Billionaire MacKenzie Scott just filed for divorce. Here’s what we know about how it affects her fortune

September 29, 2022, 9:07 PM UTC
MacKenzie Scott is divorcing her second husband, here's how the wealthy settle finances.
Greg Doherty—Patrick McMullan via Getty Images

On Monday, philanthropist MacKenzie Scott filed for divorce from her second husband, Dan Jewett, a former science teacher. The couple were married for 18 months. 

The two petitioned to dissolve their marriage at King County Superior Court in Washington State, noting that “spousal support was not needed,” according to Bloomberg

Scott, who divorced her first husband, Amazon founder Jeff Bezos, in 2019, became the richest woman in the world for a time when Amazon stock surged in 2020. She’s since given away more than $12 billion, leaving her current net worth at an estimated $28.9 billion.

It’s unclear whether Scott and Jewett had a prenup, but Bloomberg reports there’s a mutually understood contract regarding how properties will be divided. 

Prenups “serve to protect the more monied spouse, as well as to create transparency and simplify the process in the event the marriage does not work out,” says Erica J. Lubans, Esq, partner at Wasser, Cooperman & Mandles. 

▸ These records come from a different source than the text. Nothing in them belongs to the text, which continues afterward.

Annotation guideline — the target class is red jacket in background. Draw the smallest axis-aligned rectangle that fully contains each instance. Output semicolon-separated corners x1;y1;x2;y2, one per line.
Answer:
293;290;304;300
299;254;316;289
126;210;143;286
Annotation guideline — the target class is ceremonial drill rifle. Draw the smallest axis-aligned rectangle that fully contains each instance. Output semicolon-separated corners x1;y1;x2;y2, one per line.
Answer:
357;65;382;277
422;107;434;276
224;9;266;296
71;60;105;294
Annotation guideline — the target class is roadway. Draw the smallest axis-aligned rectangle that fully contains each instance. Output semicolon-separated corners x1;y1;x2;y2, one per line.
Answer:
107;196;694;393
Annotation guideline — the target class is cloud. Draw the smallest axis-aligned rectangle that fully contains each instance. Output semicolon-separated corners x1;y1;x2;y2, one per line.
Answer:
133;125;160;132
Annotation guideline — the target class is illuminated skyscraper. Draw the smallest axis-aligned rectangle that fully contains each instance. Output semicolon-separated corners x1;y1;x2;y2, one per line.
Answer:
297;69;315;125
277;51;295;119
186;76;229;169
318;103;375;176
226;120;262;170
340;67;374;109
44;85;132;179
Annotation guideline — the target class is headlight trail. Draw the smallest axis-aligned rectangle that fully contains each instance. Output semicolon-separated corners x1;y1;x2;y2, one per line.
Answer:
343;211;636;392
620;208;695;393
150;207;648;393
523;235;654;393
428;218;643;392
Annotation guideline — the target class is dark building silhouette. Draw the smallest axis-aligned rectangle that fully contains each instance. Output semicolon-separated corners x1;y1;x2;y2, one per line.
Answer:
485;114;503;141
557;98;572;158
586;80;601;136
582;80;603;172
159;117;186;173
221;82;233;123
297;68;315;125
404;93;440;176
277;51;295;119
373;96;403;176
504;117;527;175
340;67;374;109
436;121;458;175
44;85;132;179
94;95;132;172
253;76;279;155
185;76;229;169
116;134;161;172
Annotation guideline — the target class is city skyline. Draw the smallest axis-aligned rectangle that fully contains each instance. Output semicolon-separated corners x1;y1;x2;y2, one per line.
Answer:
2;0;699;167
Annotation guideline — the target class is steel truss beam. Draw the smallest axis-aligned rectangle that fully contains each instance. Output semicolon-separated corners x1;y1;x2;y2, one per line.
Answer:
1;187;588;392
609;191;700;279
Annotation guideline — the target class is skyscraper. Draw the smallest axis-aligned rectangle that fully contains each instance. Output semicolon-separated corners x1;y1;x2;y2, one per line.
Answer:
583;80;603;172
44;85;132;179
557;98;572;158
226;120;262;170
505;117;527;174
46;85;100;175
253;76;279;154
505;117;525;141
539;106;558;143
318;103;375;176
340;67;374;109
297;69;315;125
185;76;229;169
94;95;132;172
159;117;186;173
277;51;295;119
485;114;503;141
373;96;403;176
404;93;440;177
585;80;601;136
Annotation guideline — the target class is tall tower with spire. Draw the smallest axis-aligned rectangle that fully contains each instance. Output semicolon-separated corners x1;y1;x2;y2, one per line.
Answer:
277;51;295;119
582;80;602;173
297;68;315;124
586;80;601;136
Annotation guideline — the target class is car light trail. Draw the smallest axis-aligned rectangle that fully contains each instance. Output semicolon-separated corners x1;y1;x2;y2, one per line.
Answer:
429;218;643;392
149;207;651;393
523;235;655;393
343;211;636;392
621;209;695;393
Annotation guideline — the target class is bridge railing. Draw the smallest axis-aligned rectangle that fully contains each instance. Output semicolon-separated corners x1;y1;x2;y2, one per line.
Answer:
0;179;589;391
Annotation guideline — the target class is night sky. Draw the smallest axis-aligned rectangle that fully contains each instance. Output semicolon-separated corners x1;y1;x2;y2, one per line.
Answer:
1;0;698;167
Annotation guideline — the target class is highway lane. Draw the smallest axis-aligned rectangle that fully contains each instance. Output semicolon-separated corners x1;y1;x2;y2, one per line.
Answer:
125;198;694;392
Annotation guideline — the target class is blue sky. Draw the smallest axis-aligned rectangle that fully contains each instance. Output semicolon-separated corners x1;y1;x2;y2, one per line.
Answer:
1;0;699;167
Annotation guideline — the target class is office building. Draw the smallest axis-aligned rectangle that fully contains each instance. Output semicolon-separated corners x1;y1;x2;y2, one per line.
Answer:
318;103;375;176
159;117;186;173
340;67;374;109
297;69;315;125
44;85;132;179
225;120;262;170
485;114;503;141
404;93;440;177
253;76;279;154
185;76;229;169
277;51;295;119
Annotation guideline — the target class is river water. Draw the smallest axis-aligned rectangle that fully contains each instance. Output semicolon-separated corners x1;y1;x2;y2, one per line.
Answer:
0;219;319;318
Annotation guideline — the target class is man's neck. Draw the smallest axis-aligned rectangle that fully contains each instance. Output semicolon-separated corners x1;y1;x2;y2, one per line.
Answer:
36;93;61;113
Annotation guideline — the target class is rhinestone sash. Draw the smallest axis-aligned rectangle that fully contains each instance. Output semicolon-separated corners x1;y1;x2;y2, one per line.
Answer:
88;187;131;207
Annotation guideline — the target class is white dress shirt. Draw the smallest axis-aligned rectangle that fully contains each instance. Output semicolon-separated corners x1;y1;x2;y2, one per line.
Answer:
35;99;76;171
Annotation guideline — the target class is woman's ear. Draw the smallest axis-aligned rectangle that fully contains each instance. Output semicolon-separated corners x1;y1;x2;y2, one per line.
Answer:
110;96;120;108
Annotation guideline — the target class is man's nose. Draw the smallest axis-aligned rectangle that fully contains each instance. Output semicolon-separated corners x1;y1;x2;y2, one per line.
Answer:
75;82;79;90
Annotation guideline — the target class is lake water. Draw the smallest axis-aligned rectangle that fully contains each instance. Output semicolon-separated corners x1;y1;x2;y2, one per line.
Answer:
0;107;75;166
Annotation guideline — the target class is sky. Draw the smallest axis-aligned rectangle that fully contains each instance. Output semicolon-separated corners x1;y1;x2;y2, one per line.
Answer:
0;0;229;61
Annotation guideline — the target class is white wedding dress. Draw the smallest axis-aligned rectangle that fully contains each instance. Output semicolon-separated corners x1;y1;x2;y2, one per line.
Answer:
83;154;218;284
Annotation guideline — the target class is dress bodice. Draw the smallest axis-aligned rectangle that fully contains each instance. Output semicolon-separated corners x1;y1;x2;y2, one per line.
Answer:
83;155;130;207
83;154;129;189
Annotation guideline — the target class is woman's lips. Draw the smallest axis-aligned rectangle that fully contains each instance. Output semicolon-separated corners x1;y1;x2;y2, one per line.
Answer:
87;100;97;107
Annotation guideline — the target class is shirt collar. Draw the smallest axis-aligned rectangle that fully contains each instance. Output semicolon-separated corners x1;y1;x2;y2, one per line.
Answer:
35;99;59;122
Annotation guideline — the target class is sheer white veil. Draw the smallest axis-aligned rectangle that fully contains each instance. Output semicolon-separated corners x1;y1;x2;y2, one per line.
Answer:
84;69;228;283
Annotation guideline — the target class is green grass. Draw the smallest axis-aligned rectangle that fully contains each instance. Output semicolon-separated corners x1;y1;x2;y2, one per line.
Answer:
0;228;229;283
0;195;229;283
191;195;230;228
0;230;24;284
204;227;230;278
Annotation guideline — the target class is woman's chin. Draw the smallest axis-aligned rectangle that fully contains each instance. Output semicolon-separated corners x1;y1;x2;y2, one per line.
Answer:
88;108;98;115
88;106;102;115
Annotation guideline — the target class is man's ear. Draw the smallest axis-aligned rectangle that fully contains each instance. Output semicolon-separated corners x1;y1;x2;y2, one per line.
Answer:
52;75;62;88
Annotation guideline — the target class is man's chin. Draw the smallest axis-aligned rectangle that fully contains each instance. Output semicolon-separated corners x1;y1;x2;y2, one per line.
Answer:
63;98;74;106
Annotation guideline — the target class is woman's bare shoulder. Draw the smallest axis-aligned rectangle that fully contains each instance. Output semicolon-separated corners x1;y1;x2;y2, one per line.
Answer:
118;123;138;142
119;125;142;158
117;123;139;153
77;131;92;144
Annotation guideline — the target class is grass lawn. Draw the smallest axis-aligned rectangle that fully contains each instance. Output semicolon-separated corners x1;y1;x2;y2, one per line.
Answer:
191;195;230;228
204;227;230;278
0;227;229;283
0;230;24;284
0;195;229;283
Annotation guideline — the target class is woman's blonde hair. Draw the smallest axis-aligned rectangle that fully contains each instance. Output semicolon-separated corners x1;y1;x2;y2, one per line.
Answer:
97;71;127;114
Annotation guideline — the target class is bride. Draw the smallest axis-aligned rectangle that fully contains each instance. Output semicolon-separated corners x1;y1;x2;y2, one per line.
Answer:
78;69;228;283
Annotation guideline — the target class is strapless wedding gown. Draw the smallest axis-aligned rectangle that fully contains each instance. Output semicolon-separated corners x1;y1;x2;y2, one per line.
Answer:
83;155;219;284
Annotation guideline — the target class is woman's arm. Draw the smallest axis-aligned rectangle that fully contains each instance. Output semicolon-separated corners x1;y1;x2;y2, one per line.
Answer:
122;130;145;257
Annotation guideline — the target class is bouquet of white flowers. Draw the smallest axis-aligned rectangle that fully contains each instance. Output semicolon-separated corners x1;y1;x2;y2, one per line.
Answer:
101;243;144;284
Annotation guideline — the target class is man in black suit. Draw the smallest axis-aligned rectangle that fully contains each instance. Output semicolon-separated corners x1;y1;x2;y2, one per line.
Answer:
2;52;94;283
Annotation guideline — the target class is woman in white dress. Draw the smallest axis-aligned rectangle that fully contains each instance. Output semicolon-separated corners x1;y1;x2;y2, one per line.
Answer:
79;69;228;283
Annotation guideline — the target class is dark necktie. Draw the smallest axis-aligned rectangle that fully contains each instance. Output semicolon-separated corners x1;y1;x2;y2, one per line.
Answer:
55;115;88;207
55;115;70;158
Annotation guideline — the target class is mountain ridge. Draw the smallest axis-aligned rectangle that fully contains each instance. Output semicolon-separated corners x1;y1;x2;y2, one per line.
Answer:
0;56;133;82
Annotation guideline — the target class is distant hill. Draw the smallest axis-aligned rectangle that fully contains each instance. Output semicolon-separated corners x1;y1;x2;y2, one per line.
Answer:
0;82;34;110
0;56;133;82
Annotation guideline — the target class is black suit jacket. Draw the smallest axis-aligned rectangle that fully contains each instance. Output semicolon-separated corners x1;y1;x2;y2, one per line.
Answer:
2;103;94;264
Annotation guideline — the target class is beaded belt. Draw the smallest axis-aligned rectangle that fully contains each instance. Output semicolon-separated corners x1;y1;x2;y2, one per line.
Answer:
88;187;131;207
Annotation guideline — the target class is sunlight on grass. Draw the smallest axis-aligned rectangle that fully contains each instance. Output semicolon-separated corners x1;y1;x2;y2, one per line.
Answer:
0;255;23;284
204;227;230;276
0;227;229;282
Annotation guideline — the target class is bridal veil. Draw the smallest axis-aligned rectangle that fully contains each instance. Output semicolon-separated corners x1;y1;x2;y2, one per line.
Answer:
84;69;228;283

The ultra-wealthy often “fail to do a prenuptial agreement,” says Bernard E. Clair, co-chairman of Cohen Clair Lans Greifer Thorpe & Rottenstreich LLP, a law firm that’s represented a number of high profile divorces including Kanye West and Judith Giuliani. 

With or without a prenup, the finances of billionaires are very different from pretty much everyone else.  

Ultra-wealthy individuals often have extensive teams of representatives working on their cases, ranging from lawyers and business managers to financial advisors and accountants, explains Lubans. They work together to cover all bases and protect their clients’ assets. 

Even with a whole squad of experts, though, billionaires still make the same mistakes as other couples seeking divorce, such as failing to communicate effectively or having unrealistic expectations, Lubans says. That’s why prenups can be so important: They often help lay the groundwork for difficult discussions that occur during divorces, she adds. 

It was also uncertain whether Scott had a prenup when she got divorced from Bezos after 25 years of marriage—a relationship that began years before he became one of the richest men in the world— though it was reported by TMZ that they didn’t have one.

Prenup or not, divorce proceedings are typically faster for billionaires because there’s not as much back and forth about money. “When you’re representing big money—billionaires—it’s often very, very fast,” Clair says. “Because how much money can a person actually fight over?” 

The red carpet is rolled out in the courtroom, also helping to speed up proceedings. “The ultra wealthy get quicker access to the court system,” Clair says. “And they are given, in my experience, a lot more leeway with the judges, the court clerks, and the law secretaries.”

This time around, Scott finds herself in the role of the moneyed spouse—and her relationship with Jewett was much shorter. “If there was no postnup, or prenup, he’d get zippo, as far as I’m concerned,” Clair says. 

“Time served” Clair says, is something judges consider when deciding who gets what in a divorce. It also helps that they don’t have kids, adds Lubans.

While neither lawyer has been briefed on the specifics of Jewett and Scott’s separation agreement, they both agree on a few things: the stakes will be lower for Scott this time around, the whole process should be over quickly, and Jewett probably will not get a significant settlement.

He is “likely to experience a bit of a lifestyle step down,” says Lubans.